Functional complementation of the E. coli ΔthiG strain by native and C228A mutant C. bicolor THI4. A, The ΔthiG strain harboring the pBAD24 vector alone or containing the native or C228A mutant form of C. bicolor THI4_1 was cultured in MOPS minimal medium containing 0.2% (w/v) glycerol and 0.02% (w/v) arabinose, plus or minus 1 mm Cys, in aerobic or anaerobic conditions. Controls supplemented with 100 nm thiamin were included. Anaerobic media contained 40 mm nitrate as the electron acceptor. Overnight liquid cultures of three independent clones for each construct were 10-fold serially diluted and spotted on the plates. Images were captured after incubation at 37°C for 7 d.
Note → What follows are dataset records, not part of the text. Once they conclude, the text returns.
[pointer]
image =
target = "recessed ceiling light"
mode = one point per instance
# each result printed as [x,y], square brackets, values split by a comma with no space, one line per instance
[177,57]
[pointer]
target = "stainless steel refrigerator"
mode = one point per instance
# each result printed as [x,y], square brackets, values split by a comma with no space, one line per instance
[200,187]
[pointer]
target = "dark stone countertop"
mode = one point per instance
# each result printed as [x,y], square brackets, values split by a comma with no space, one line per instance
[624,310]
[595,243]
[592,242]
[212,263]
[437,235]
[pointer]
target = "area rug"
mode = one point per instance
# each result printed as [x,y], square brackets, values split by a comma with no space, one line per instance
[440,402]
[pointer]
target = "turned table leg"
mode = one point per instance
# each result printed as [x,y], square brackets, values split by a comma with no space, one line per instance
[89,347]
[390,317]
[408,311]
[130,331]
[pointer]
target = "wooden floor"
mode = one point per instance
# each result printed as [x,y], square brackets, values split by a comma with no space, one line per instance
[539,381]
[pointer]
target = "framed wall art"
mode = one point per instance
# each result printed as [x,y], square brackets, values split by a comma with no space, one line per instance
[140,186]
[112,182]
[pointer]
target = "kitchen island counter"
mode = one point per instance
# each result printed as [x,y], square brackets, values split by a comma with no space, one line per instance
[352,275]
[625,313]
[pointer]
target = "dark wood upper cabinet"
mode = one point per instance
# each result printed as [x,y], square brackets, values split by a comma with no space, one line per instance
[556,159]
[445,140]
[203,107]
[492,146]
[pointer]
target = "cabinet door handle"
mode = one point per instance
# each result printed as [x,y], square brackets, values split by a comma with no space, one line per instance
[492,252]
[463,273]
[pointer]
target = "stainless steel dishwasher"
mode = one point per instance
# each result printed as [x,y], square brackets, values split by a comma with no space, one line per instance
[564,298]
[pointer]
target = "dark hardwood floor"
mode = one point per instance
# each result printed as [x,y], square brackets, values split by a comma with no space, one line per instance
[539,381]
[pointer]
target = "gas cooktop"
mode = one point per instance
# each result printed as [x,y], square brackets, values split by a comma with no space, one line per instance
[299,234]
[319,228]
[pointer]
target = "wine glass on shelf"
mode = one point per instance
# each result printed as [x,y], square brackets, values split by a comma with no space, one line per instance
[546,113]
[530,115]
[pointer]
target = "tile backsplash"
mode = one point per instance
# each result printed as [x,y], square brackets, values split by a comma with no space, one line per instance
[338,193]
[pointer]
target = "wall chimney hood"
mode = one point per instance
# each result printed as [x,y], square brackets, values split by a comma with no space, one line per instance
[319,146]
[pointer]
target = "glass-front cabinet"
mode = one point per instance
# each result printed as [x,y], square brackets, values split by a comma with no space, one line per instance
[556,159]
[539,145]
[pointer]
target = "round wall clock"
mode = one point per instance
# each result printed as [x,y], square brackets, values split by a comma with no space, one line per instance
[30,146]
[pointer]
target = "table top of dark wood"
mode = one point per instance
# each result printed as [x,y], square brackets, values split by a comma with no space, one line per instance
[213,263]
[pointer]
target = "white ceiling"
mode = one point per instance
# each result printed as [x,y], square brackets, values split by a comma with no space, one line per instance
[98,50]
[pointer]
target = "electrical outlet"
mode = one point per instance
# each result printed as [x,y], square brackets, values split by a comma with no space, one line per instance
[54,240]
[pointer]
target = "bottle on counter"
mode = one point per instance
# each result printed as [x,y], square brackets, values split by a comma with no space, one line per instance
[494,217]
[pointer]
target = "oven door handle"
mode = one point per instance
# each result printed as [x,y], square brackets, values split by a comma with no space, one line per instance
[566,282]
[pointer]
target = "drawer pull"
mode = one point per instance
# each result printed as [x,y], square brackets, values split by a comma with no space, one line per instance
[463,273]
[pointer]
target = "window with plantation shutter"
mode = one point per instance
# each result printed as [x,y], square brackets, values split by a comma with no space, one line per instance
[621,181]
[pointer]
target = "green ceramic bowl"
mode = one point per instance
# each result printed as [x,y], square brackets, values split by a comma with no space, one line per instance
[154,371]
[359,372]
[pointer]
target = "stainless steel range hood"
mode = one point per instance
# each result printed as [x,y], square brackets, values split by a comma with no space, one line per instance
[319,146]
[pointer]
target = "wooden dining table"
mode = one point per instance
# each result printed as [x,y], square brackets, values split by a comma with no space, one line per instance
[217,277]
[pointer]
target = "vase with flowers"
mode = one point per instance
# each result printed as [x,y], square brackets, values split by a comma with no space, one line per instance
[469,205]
B, Thiamin monophosphate (ThMP) and diphosphate (ThDP) contents (log scale) of E. coli ΔthiG cells complemented with native C. bicolor THI4_1, grown aerobically without added Cys; wild type cells grown in these conditions are included for comparison. C, Thiamin mono- and diphosphate contents (log scale) of E. coli ΔthiG cells complemented with native or C228A C. bicolor THI4_1, grown anaerobically plus 1 mm Cys; wild type cells grown in these conditions are included for comparison. Values in B and C are means and SE for three independent replicates. No thiamin monophosphate was detectable in cells complemented with native or C228A C. bicolor THI4_1. The ThDP content differences between wild type and complemented cells were significant at P < 0.0001 (***) in aerobic conditions or P < 0.05 (*) in anaerobic conditions, as determined by Student’s t test.